A mom from Seattle, Lauren Ferrari, took a picture of her 5-year-old pretending to nurse her 2-year-old and posted the photo on Facebook, according to The Huffington Post (via KOMO News). Facebook promptly took the photo down, saying it violated the site’s policies, and they banned Ferrari from the site for a week.
Facebook can pretty much do what they want, and plenty of nursing moms have been banned from posting breastfeeding photos on the site. But is the site of a topless 5-year-old so inappropriate? Because that’s essentially what Facebook is saying.
Since a 5-year-old clearly cannot nurse a 2-year-old, or anyone else for that matter, this wasn’t a breastfeeding photo. It was a photo of a 5-year-old girl without a shirt on.
Whether you think the sight of a mom breastfeeding her baby is indecent is a matter of opinion (and there are lots of opinions on the topic, to be sure). Whether you think a 5-year-old should be photographed topless and the picture should be posted on a social media site is also dependent on your comfort level.
Facebook has taken down other breastfeeding photos, making it clear on which side of the aisle they stand. This is the first story I’ve heard of a photo of a kindergartner being taken down for indecency.

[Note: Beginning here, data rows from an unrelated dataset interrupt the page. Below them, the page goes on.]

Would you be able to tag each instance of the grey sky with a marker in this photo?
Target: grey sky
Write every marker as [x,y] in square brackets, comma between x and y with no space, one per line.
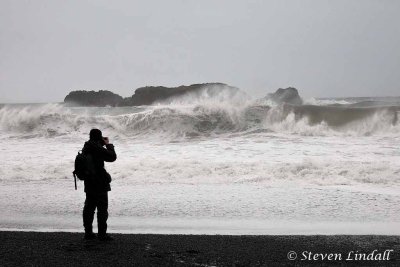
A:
[323,48]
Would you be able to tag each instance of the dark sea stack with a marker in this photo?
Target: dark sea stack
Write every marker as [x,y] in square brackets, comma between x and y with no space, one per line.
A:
[151,94]
[289,95]
[100,98]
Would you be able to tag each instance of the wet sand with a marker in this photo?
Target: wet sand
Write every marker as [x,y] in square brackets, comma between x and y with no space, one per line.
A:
[60,249]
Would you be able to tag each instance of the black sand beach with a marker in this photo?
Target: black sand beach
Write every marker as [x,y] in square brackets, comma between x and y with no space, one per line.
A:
[60,249]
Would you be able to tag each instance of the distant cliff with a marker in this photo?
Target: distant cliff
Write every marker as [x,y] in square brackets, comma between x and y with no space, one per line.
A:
[144,95]
[92,98]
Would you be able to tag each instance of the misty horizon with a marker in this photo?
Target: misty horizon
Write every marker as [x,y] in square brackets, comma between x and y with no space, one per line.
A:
[322,48]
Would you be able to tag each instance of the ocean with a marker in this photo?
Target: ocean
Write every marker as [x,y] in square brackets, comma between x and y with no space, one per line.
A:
[210,166]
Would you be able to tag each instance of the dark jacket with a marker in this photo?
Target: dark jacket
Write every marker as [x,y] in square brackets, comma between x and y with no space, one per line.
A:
[99,182]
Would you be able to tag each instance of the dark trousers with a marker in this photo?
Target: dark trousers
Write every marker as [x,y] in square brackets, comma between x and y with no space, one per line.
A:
[93,201]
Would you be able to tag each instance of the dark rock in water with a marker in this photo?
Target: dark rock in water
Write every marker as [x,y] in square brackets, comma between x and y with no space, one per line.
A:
[146,95]
[92,98]
[151,94]
[289,95]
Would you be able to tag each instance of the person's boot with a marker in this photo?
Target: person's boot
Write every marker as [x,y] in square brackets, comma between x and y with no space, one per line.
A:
[105,237]
[89,236]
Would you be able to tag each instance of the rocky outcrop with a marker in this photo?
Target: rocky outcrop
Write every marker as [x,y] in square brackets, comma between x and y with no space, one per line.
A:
[289,95]
[146,95]
[92,98]
[151,94]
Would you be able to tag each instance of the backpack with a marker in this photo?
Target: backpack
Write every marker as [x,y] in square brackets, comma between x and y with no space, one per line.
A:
[84,168]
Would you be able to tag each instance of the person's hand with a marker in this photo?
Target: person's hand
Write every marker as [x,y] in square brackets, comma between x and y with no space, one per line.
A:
[106,141]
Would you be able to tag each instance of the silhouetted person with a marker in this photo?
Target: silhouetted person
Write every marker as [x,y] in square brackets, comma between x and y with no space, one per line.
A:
[98,185]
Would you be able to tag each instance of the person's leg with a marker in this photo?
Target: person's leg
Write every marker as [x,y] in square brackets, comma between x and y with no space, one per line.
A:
[102,213]
[88,213]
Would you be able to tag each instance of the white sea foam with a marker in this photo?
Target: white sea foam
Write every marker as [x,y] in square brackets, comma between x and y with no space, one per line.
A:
[208,161]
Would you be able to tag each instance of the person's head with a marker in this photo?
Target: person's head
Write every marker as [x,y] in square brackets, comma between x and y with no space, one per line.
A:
[95,135]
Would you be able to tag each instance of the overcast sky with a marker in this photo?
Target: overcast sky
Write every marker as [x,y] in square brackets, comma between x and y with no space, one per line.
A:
[323,48]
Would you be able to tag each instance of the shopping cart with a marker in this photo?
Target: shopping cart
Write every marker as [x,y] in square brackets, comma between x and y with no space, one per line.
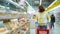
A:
[42,30]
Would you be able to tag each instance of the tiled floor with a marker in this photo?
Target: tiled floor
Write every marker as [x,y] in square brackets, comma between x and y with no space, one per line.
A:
[56,30]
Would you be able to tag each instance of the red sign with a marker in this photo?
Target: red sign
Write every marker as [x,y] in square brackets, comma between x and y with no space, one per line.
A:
[42,31]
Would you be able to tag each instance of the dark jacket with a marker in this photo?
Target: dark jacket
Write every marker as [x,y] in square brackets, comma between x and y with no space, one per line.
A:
[52,18]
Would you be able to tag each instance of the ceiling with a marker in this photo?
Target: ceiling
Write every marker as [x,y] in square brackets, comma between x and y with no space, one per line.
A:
[33,3]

Ferrari didn’t think the photo was inappropriate, telling KOMO, “When I posted it, I said, ‘She says she’s nursing her baby’ … She didn’t say, ‘Mommy look, she’s kissing my boobie.’”
Not only did Facebook dislike the photo, but so, apparently, did the Seattle Police Department’s Internet Crimes Against Children unit, which told the news station that posting the photo was “poor parenting because it’s impossible to control where that photo might end up.”
According to The Huffington Post, this isn’t the first time a faux-breastfeeding photo has been removed from Facebook. Earlier this year a page of photos showing girls “nursing” their dolls was removed, although it was later reinstated and Facebook apologized for what they called “their error.”
So is a mom posting a photo of her girl “nursing” her baby sister — or appearing topless — poor parenting? Or is that up to each parent to decide whether it’s appropriate? Is this a situation that is just as invasive — and paranoid — as the school that required a mom to get other parents’ permission before she was allowed to photograph her own daughter, or is there merit to the argument that the photos could end up anywhere (although even if it does, it’s creepy, but who’s it really hurting — and will you ever really know)?
But in the end, no matter what we think, it’s Facebook’s site and we’re just using it — for free — so their opinion is really the only one that matters if we want to keep playing, and posting.
Do you think the photo should have been removed?